On the basis of our reflection so far, we can see in a different light the meaning of Mary’s words to the angel. Like the whole world, immersed in its “sixth” month waiting for “the One who comes” to bring it to perfection in God, Mary too is in this incomplete “state” of creature, even though she is already “full of grace” according to what the angel affirms. And she recognizes with all simplicity her own state of incompleteness in the face of God’s plan for her: “How shall this be, since I know no man?”
It will not be appropriate to see in this “I know no man” of Mary a kind of declaration of the secret vow of perpetual chastity for God (as for a consecrated person in our Christian tradition), because it did not exist in the Jewish tradition. Rather, it is an observation of Mary’s current state that will have a double meaning. On the one hand, Mary confirms a real physical fact that she is a virgin, Joseph’s fiancée but before the official marriage to “get to know” each other as husband and wife. On the other hand, spiritually speaking, Mary’s words humbly manifest her own incomplete existential condition in order to realize the divine plan just announced to her. It is an act of acknowledging one’s own limitations and at the same time of opening oneself to further divine revelation and action, without ever doubting the plan that God wants to accomplish. Thus, Mary’s final response to God after the angel’s subsequent explanation does not mean that she has understood the whole divine mystery, but rather expresses a total adherence to God’s unheard-of plan with and in her on the basis of the unconditional trust of a “handmaid” in her Lord: “Behold, the handmaid of the Lord: let it be done to me according to your word”.

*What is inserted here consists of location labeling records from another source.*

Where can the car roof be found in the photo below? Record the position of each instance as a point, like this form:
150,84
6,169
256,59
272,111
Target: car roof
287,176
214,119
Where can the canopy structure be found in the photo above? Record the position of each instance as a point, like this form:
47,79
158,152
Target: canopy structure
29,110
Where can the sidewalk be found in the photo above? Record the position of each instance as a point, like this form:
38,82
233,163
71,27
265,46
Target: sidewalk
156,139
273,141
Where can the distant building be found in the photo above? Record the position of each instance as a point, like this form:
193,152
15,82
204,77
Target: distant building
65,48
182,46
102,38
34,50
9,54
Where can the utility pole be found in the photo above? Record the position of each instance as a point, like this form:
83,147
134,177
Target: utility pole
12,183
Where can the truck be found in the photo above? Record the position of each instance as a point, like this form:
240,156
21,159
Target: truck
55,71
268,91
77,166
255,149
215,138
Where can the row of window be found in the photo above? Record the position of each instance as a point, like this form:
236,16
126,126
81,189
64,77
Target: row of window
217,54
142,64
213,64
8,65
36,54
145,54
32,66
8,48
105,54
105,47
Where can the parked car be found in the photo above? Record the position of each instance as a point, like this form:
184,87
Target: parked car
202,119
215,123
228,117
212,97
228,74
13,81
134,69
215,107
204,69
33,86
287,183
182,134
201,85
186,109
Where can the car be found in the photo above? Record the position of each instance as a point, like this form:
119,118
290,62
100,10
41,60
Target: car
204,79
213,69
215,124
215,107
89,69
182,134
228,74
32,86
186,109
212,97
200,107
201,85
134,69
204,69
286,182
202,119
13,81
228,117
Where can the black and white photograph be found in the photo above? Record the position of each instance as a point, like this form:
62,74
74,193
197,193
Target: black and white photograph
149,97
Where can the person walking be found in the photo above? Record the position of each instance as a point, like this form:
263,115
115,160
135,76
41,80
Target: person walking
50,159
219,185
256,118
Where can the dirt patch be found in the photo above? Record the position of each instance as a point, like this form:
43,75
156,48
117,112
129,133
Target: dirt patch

Mary’s humble attitude made God’s mission “possible” in her and with her. It will also be an expression of the intelligence of faith that is in this Woman, although young in age but already “full of grace” by God’s singular operation. Today too, on the eve of the Nativity of the Lord, all of us, the faithful, are called to humbly put ourselves back in our “sixth” month, recognizing our poor, imperfect and incomplete human condition, in order to let the Lord enter into us with His grace, to allow ourselves to be led by Him to the state of divine perfection in His Kingdom.
O Emmanuel, Rex et legifer noster,expectatio gentium, et Salvator earum:veni ad salvandum nos, Domine, Deus noster.
O Immanuel, our king and lawgiver, the hope of the Gentiles, and their Saviour: come, and save us, O Lord our God.